Over the last month, ESA’s Mars Express has been watching dust storms brew at the planet’s north pole and disperse toward the equator.
Source: Earth Sky News
The European Space Agency’s (ESA) Mars Express spacecraft has been monitoring dust storms brewing at Mars’ north pole over the last month, and watching as the storms disperse toward the equator. The spacecraft observed at least eight different storms at the edge of the ice cap between May 22 and June 10, 2019, which formed and dissipated very quickly, between one and three days.
It’s currently spring in the northern hemisphere of Mars, and water-ice clouds and small dust-lifting events are frequently observed along the edge of the seasonally retreating ice cap. Local and regional storms lasting for a few days or weeks and confined to a small area are common on Mars, but at their most severe they can engulf the entire planet, as experienced last year in a global storm that circled the planet for many months.

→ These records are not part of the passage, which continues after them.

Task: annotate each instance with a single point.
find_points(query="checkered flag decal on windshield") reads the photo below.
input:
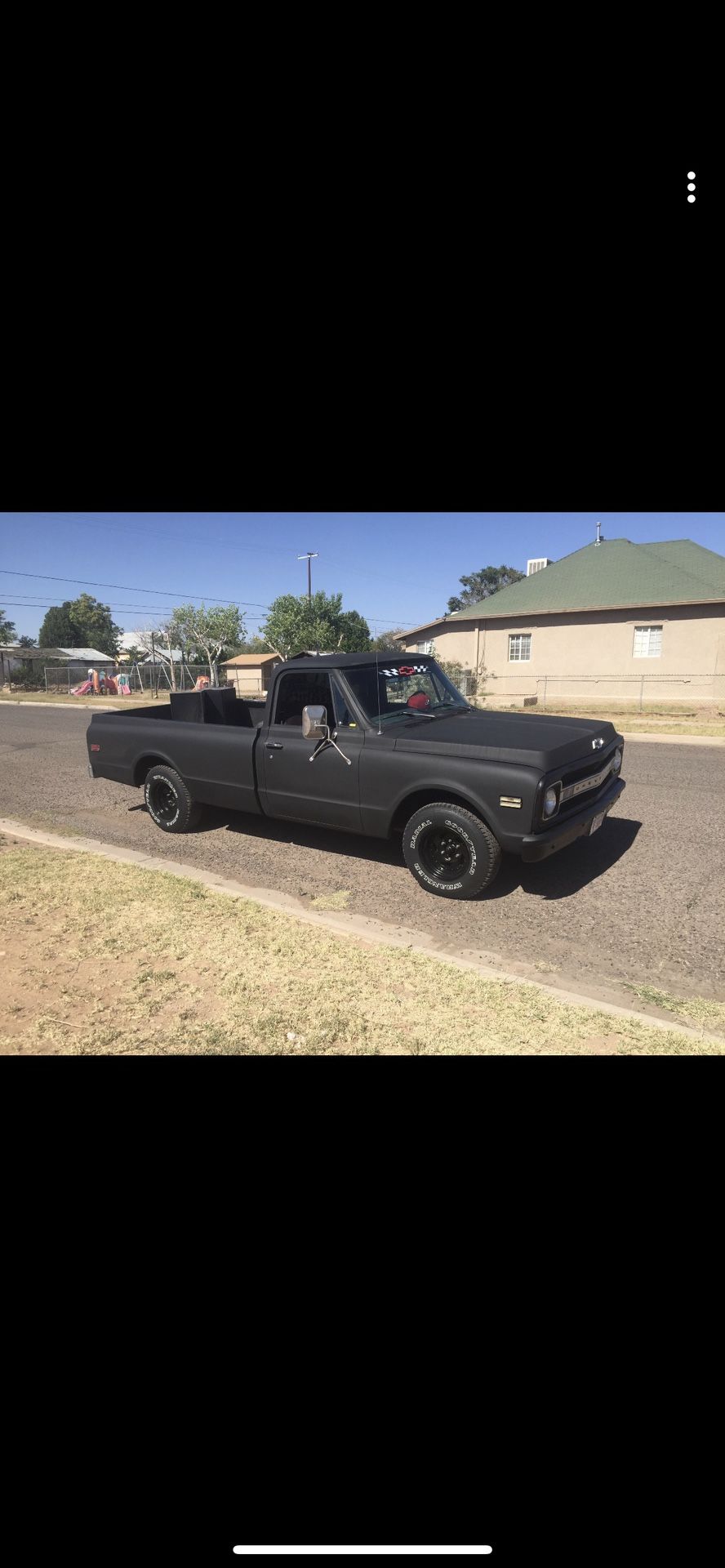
(407, 670)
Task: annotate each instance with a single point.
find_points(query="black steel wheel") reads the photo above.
(450, 852)
(170, 802)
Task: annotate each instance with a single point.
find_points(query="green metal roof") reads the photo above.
(611, 574)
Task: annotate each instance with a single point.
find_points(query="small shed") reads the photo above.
(251, 673)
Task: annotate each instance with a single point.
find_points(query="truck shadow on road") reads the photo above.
(571, 869)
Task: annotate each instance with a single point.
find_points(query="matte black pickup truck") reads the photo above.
(375, 746)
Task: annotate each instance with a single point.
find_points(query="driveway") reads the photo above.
(643, 902)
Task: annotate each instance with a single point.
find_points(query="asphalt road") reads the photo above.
(644, 901)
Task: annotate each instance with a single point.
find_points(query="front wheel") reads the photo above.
(170, 802)
(450, 852)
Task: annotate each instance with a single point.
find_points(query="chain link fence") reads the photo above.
(633, 688)
(140, 678)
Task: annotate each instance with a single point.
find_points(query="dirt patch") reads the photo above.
(105, 959)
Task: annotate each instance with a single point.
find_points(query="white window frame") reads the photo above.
(518, 639)
(646, 651)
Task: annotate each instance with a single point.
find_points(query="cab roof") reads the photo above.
(346, 661)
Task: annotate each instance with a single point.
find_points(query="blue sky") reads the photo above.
(395, 568)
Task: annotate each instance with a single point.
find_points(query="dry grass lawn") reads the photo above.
(136, 700)
(107, 959)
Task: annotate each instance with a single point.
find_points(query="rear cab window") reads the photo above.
(301, 688)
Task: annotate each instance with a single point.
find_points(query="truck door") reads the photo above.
(324, 791)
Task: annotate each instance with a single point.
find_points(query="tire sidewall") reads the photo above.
(167, 775)
(479, 858)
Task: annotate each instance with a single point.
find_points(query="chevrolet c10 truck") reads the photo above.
(378, 746)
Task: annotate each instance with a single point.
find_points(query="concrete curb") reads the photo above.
(674, 741)
(76, 707)
(362, 927)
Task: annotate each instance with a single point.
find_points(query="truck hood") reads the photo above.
(540, 742)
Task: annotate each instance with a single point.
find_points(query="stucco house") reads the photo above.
(610, 620)
(249, 673)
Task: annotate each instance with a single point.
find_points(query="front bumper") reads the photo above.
(537, 845)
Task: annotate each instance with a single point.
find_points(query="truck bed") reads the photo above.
(216, 761)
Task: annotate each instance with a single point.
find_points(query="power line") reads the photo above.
(163, 593)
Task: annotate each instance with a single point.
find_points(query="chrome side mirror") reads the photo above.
(315, 724)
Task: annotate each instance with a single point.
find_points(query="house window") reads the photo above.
(647, 642)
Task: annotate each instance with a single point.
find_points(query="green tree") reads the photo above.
(385, 644)
(213, 630)
(254, 645)
(298, 623)
(80, 623)
(133, 654)
(481, 586)
(7, 629)
(356, 634)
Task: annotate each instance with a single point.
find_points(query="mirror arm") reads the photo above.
(327, 741)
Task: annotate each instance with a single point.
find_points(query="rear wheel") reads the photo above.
(450, 852)
(170, 802)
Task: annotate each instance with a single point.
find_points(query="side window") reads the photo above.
(300, 688)
(345, 717)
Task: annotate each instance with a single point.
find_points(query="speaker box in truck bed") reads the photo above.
(211, 706)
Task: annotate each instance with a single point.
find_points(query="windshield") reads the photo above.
(404, 690)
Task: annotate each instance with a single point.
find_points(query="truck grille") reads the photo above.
(583, 784)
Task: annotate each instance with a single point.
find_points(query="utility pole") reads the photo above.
(309, 557)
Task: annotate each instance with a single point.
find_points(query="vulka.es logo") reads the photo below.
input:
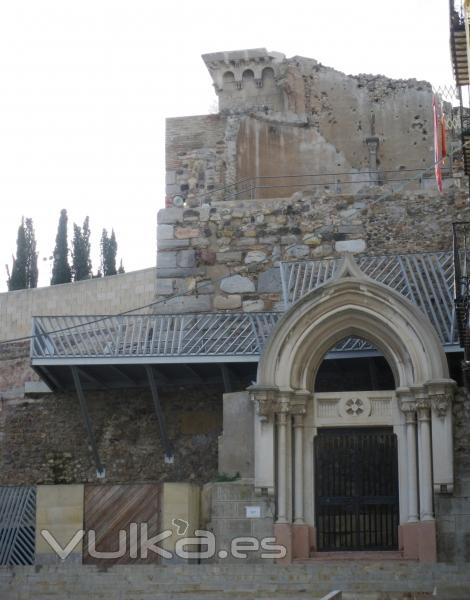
(201, 546)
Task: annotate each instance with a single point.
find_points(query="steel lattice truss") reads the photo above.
(425, 279)
(208, 335)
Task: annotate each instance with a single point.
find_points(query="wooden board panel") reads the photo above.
(110, 509)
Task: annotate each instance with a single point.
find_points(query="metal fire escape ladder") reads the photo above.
(459, 55)
(461, 240)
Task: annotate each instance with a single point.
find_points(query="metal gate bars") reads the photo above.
(356, 489)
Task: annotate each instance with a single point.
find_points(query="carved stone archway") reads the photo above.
(352, 304)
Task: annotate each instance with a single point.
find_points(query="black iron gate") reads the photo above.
(356, 489)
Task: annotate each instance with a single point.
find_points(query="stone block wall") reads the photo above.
(225, 256)
(101, 296)
(285, 117)
(229, 518)
(43, 438)
(453, 511)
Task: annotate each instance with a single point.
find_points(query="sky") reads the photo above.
(85, 87)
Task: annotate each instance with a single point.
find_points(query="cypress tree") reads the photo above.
(61, 272)
(81, 261)
(18, 279)
(108, 253)
(31, 255)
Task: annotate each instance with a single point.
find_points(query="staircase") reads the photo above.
(358, 580)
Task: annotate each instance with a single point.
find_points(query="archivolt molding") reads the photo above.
(352, 304)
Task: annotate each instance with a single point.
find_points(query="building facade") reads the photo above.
(296, 371)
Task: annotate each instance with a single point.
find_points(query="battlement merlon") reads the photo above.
(229, 67)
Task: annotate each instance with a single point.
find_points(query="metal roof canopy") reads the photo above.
(113, 351)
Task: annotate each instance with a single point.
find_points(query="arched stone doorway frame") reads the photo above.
(352, 304)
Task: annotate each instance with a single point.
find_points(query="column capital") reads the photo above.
(407, 403)
(441, 394)
(272, 400)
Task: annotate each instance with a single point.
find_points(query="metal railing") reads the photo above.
(262, 187)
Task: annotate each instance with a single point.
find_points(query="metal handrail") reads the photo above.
(248, 186)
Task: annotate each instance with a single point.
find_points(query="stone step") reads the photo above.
(361, 580)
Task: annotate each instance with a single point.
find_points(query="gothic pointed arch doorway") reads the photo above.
(292, 415)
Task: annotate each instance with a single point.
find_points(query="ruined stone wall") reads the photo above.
(226, 256)
(43, 438)
(305, 118)
(453, 511)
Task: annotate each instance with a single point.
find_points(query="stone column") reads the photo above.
(282, 467)
(425, 460)
(298, 470)
(410, 416)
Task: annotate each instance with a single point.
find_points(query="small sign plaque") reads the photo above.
(253, 512)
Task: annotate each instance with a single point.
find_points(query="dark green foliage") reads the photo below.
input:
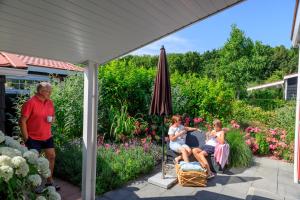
(68, 101)
(240, 153)
(201, 96)
(116, 164)
(284, 117)
(263, 145)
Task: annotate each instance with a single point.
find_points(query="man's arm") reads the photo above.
(23, 127)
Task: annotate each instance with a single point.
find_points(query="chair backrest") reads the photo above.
(196, 139)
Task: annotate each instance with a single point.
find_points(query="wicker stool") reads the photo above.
(191, 178)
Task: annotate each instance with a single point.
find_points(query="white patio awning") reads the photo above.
(97, 30)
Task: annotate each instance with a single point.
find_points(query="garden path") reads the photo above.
(68, 191)
(266, 179)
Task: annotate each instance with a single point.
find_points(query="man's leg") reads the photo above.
(50, 155)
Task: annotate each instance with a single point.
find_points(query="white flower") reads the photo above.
(9, 141)
(2, 137)
(6, 172)
(17, 161)
(31, 156)
(52, 194)
(35, 180)
(23, 170)
(43, 167)
(5, 161)
(21, 166)
(11, 152)
(41, 198)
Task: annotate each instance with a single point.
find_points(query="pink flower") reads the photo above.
(273, 131)
(144, 140)
(146, 147)
(117, 151)
(153, 133)
(225, 129)
(256, 130)
(198, 120)
(248, 142)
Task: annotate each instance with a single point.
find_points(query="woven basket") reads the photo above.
(191, 178)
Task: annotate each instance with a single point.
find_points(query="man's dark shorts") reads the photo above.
(39, 144)
(209, 149)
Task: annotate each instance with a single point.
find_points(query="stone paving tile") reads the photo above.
(150, 191)
(120, 194)
(241, 193)
(179, 190)
(68, 191)
(266, 179)
(262, 194)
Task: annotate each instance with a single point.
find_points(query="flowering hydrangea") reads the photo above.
(2, 137)
(52, 194)
(35, 180)
(9, 141)
(18, 161)
(10, 152)
(6, 172)
(43, 167)
(21, 166)
(41, 198)
(5, 161)
(31, 156)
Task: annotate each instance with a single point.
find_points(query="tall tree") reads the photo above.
(235, 60)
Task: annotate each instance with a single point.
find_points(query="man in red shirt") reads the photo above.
(37, 115)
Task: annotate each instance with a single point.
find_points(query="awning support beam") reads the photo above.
(296, 147)
(90, 116)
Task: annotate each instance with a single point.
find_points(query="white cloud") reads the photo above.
(172, 44)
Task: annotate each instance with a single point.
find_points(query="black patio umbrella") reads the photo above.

Both Mars Express and NASA’s Mars Reconnaissance Orbiter observed that when the dust storms reached the large volcanoes Elysium Mons and Olympus Mons, orographic clouds – water ice clouds driven by the influence of a volcano’s leeward slope on the air flow – that had been developing, started to evaporate as a result of the air mass being heated by the influx of dust.
These regional dust storms only last a few days. The planet’s circulation moves the elevated dust and spreads it out into a thin haze in the lower atmosphere. Some traces of dust and clouds remained in the volcanic province into mid-June.
Look out for dust storms in the daily images provided by the ESA’s Mars webcam, on Flickr and Twitter.
Bottom line: Images of dust storms at the Mars north pole, take by ESA’s Mars Express.